In 1958, at the prompting of music director George Szell, an acoustical redesign of the hall was undertaken.  To make the auditorium more resonant, the original proscenium and blue velvet curtains were removed and the use of carpet was reduced to a minimum. On the stage, a permanent acoustical shell was built — affectionately known as “The Szell Shell” — which consisted of thick wooden walls formed in a series of convex curves. To make the walls less absorbent and more reflective of sound, they were filled with sand. The result was a more vibrant-sounding space which complemented the Orchestra’s tone under Szell's direction.
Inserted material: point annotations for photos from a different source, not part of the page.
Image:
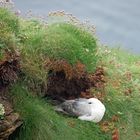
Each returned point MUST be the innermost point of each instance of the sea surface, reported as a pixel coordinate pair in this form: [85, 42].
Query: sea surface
[117, 21]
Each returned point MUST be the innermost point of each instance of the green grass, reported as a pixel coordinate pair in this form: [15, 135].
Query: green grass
[9, 28]
[41, 122]
[60, 41]
[37, 43]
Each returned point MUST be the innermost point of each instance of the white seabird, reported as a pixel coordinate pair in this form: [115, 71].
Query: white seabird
[85, 109]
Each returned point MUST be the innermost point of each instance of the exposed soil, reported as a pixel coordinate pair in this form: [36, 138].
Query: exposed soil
[9, 69]
[60, 87]
[11, 119]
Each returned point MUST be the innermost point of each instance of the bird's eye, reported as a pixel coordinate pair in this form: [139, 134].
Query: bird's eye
[89, 102]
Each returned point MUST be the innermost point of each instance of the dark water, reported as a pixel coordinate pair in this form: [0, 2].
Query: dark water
[117, 21]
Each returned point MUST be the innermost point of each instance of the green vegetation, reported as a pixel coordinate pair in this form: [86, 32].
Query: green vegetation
[1, 111]
[59, 41]
[9, 28]
[42, 122]
[38, 44]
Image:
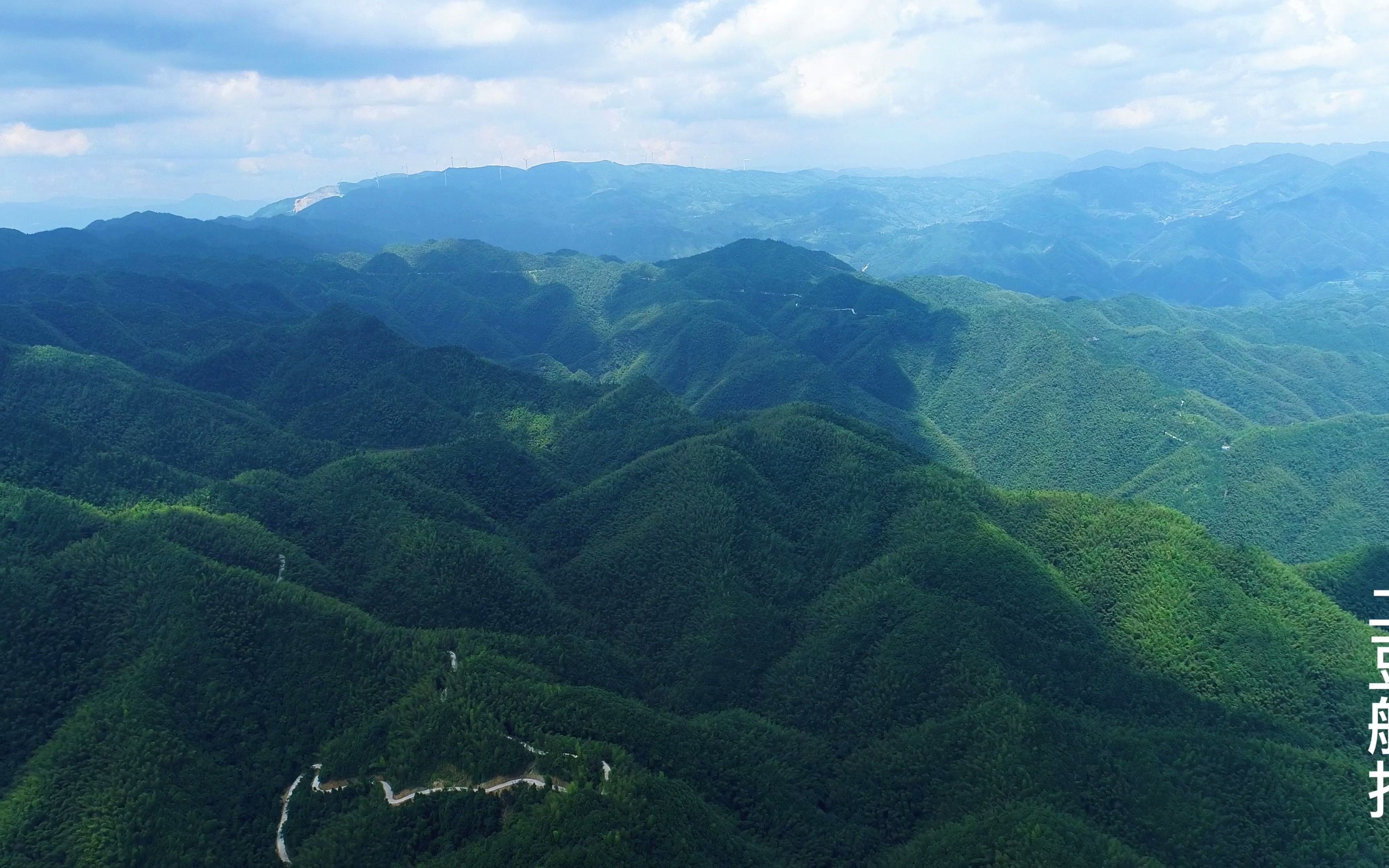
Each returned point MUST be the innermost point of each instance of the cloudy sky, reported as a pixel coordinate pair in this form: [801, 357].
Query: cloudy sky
[259, 99]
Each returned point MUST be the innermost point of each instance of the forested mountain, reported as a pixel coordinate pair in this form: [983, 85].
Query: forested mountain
[295, 564]
[1219, 413]
[1221, 231]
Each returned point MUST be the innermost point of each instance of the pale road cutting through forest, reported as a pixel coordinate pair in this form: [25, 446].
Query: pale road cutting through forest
[393, 800]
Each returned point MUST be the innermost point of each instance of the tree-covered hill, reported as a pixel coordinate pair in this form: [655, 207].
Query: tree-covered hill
[1130, 395]
[774, 638]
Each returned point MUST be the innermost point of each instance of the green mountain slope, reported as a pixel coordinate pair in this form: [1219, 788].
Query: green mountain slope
[1124, 396]
[776, 638]
[1327, 482]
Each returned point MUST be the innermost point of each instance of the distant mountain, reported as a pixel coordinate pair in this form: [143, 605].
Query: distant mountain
[1126, 395]
[1206, 160]
[77, 213]
[1249, 232]
[1016, 167]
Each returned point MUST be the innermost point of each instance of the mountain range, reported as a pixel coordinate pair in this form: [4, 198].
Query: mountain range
[1248, 234]
[330, 594]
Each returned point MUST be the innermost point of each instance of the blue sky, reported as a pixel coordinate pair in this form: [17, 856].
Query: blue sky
[259, 99]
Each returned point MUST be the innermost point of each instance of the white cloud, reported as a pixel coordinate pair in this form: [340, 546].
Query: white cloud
[24, 141]
[1109, 55]
[1158, 110]
[378, 84]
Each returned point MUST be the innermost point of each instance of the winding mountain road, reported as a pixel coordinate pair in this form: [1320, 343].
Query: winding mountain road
[396, 800]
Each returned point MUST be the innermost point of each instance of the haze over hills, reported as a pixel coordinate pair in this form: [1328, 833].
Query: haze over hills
[77, 213]
[1246, 234]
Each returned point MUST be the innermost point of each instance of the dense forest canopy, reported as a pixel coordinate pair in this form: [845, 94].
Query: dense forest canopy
[709, 551]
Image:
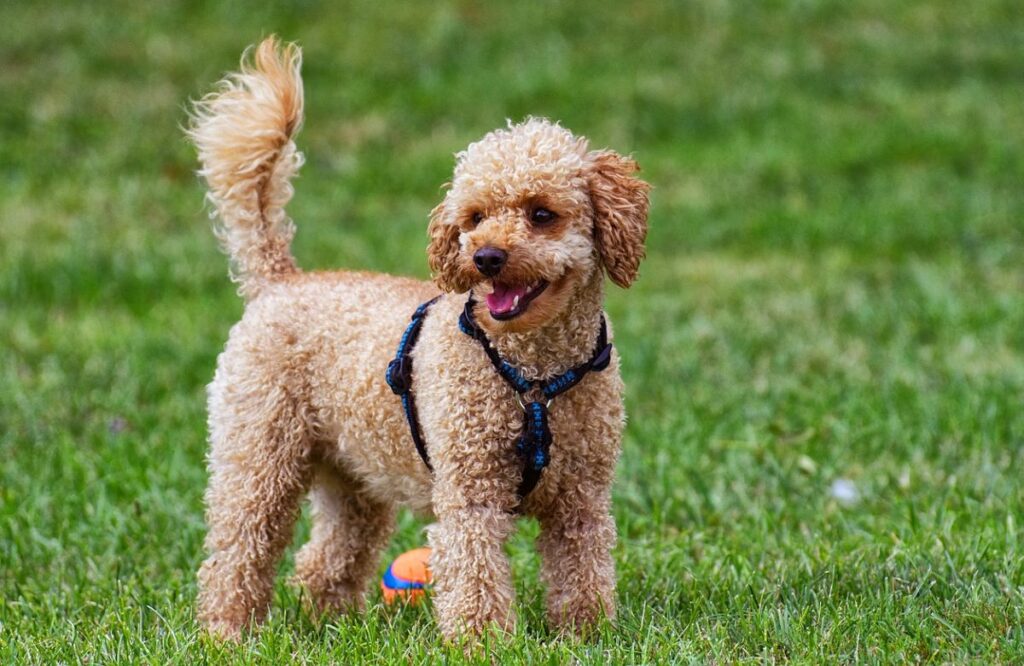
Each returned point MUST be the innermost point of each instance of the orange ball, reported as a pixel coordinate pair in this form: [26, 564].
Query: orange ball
[408, 577]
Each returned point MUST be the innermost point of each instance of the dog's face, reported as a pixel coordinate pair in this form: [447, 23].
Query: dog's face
[530, 215]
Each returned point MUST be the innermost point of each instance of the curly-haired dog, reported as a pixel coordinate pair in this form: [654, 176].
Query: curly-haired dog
[299, 405]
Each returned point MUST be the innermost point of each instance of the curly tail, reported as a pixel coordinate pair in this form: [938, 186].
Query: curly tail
[244, 132]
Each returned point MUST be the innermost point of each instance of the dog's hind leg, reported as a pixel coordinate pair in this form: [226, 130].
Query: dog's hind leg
[349, 531]
[259, 470]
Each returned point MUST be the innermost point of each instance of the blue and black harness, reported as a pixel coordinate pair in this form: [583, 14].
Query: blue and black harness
[534, 446]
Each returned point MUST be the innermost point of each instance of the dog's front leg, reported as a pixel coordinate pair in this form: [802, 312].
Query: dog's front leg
[578, 534]
[473, 589]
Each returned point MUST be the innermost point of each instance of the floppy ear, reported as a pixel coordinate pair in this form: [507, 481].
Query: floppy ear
[621, 203]
[442, 251]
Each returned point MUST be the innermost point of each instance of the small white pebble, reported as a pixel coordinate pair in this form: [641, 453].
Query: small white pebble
[845, 491]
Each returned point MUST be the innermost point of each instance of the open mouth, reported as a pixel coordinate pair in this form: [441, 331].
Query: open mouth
[509, 301]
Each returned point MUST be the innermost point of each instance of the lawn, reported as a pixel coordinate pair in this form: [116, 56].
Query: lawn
[824, 352]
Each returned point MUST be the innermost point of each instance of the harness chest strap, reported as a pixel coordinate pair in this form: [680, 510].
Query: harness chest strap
[535, 443]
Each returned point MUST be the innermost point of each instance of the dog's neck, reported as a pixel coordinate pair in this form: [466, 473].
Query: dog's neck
[564, 342]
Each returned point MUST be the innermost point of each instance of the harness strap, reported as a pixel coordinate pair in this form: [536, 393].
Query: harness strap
[399, 377]
[534, 446]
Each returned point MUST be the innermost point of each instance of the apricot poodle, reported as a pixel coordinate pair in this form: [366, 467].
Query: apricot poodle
[299, 405]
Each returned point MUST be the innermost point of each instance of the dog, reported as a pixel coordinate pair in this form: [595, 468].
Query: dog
[299, 406]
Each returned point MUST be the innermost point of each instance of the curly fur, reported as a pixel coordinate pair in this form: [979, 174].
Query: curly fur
[299, 405]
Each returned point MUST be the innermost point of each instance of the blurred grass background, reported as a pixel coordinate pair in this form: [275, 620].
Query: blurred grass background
[835, 291]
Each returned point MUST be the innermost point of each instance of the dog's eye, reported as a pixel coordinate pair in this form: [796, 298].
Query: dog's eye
[542, 216]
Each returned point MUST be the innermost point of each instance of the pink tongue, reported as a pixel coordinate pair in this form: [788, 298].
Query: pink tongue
[501, 299]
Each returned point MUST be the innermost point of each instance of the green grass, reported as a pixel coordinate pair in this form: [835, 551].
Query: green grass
[835, 290]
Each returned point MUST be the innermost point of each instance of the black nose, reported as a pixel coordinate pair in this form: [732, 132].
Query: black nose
[489, 260]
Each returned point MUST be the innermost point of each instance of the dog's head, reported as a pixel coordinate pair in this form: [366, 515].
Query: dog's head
[529, 216]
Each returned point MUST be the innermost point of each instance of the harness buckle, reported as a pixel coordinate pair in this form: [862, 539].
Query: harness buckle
[399, 375]
[522, 405]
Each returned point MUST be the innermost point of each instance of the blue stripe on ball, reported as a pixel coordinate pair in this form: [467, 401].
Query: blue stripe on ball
[393, 582]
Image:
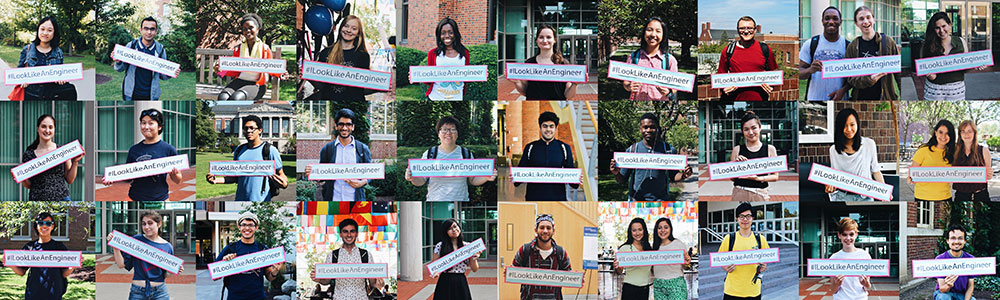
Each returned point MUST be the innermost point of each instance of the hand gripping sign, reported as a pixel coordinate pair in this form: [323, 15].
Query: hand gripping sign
[481, 167]
[747, 79]
[847, 267]
[348, 76]
[954, 62]
[658, 77]
[540, 72]
[43, 74]
[246, 262]
[543, 277]
[546, 175]
[45, 162]
[43, 259]
[145, 61]
[344, 270]
[146, 168]
[954, 266]
[849, 182]
[743, 257]
[850, 67]
[259, 65]
[629, 160]
[448, 73]
[242, 167]
[145, 252]
[455, 257]
[948, 174]
[649, 258]
[748, 167]
[347, 171]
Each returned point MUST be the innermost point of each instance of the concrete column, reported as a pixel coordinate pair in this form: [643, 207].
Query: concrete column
[410, 258]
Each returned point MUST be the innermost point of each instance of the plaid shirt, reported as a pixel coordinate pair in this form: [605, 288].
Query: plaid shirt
[529, 257]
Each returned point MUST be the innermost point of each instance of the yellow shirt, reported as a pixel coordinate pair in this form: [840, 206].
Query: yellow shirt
[740, 282]
[931, 190]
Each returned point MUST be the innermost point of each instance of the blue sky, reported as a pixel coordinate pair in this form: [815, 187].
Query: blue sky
[777, 16]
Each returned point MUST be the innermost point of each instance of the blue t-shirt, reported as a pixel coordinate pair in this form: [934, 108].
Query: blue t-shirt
[45, 283]
[248, 285]
[149, 188]
[248, 188]
[147, 271]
Visually, though, the new Modernist stage clashed with the elegant Art Deco design of the concert hall. In addition, the organ's pipe chambers were effectively sealed off from the auditorium by the new shell — rendering the organ non-functional unless its sound was transmitted into the auditorium through microphones and speakers.

==Use in film==
Severance Hall was featured in the 1997 Harrison Ford film Air Force One. The scene during the opening credits shows a night-time military raid on the presidential palace of the leader of Kazakhstan. Severance Hall's roof, with additional architectural elements added as set-dressing, was chosen to depict the palace.

A segment of the Cirque du Soleil film, The Journey of Man, was filmed in the main lobby. Shot in 1999 in IMAX, the segment Banquine, utilized the 40 foot ceilings in the Bogomolny-Kozerefski Grand Foyer.